An example of such a `Prosto` workflow consisting of 3 column operations is shown below. The main difference from traditional approaches is that this `Prosto` workflow will not modify any table - it changes only columns. Formally, if traditional approaches apply set operations by generating new sets from already inferred sets, then `Prosto` derives new *functions* from existing functions. In many cases, using functions (column operations) is much simpler and more natural.

![Data processing workflow](docs/images/fig_1.png)

`Prosto` provides two ways to define its operations:
* *Programmatically* by calling function with parameters specifying an operation
* *Column-SQL* by means of syntactic statements with all operation parameters. Column-SQL is a new way to define a column-oriented data processing workflow. It is a syntactic alternative to programmatic operations. Read more here: [Column-SQL](https://prosto.readthedocs.io/en/latest/text/column-sql.html)

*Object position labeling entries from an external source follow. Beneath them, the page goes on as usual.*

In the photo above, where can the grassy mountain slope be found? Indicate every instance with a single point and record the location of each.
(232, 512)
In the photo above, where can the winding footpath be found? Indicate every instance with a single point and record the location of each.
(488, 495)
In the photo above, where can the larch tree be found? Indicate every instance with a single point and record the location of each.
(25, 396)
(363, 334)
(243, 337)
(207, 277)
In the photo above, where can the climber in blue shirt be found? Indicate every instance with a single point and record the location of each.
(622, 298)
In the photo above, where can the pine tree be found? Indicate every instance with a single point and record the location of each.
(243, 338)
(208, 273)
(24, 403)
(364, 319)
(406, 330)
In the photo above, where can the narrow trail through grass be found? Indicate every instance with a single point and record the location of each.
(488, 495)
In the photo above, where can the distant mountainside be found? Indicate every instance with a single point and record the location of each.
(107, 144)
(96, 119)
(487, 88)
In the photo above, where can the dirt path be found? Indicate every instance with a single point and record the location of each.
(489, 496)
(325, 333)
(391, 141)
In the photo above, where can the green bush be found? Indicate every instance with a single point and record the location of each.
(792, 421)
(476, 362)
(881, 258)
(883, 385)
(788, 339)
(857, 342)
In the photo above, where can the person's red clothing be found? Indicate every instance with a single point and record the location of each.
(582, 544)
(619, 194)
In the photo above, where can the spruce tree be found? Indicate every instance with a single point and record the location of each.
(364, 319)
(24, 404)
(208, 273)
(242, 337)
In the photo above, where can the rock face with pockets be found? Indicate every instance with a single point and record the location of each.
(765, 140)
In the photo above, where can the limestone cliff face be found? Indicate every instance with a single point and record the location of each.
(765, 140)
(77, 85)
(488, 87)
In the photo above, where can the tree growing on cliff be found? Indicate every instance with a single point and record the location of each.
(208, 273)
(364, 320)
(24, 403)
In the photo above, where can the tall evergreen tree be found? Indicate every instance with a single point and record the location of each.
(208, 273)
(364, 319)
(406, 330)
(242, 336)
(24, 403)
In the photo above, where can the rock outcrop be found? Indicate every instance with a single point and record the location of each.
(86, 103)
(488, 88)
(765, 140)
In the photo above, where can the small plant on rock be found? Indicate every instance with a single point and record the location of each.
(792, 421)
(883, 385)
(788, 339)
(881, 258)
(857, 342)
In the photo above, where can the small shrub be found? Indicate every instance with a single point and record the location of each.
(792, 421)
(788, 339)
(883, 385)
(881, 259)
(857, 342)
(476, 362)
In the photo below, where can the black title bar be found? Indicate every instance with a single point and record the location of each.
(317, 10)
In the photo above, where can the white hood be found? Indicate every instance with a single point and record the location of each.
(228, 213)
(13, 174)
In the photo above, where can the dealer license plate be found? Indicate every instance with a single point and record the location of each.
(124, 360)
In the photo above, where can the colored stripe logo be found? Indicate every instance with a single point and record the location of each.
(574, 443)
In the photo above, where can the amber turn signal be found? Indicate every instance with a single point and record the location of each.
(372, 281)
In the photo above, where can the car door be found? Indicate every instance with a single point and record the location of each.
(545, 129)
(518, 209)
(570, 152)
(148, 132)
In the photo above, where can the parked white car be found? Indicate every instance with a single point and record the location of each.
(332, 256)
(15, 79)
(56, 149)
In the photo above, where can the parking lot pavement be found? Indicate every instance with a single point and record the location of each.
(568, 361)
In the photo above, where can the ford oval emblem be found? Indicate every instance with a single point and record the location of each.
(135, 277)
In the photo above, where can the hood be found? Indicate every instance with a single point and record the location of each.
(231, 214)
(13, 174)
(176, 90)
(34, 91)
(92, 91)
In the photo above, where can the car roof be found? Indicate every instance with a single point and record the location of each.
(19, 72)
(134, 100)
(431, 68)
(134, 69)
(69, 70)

`Prosto` operations are demonstrated in notebooks which can be found in the "notebooks" folder in the main repo. Do your own experiments by tweaking them and playing around with the code: https://github.com/asavinov/prosto/tree/master/notebooks

The column-oriented approach was used in the Intelligent Trading Bot for deriving new features: https://github.com/asavinov/intelligent-trading-bot

More detailed information can be found in the documentation: http://prosto.readthedocs.io

# Motivation: Why Prosto?

## Why functions and column-orientation?

In traditional approaches to data processing, we frequently need to produce a new table even though we need to define a new attribute. For example, in SQL, a new relation has to be produced even if we want to define a new calculated attribute. We also need to produce a new relation (using join) if we want to add a column with data from another table. Data aggregation by means of groupby operation produces a new relation too, although the goal is to compute a new attribute.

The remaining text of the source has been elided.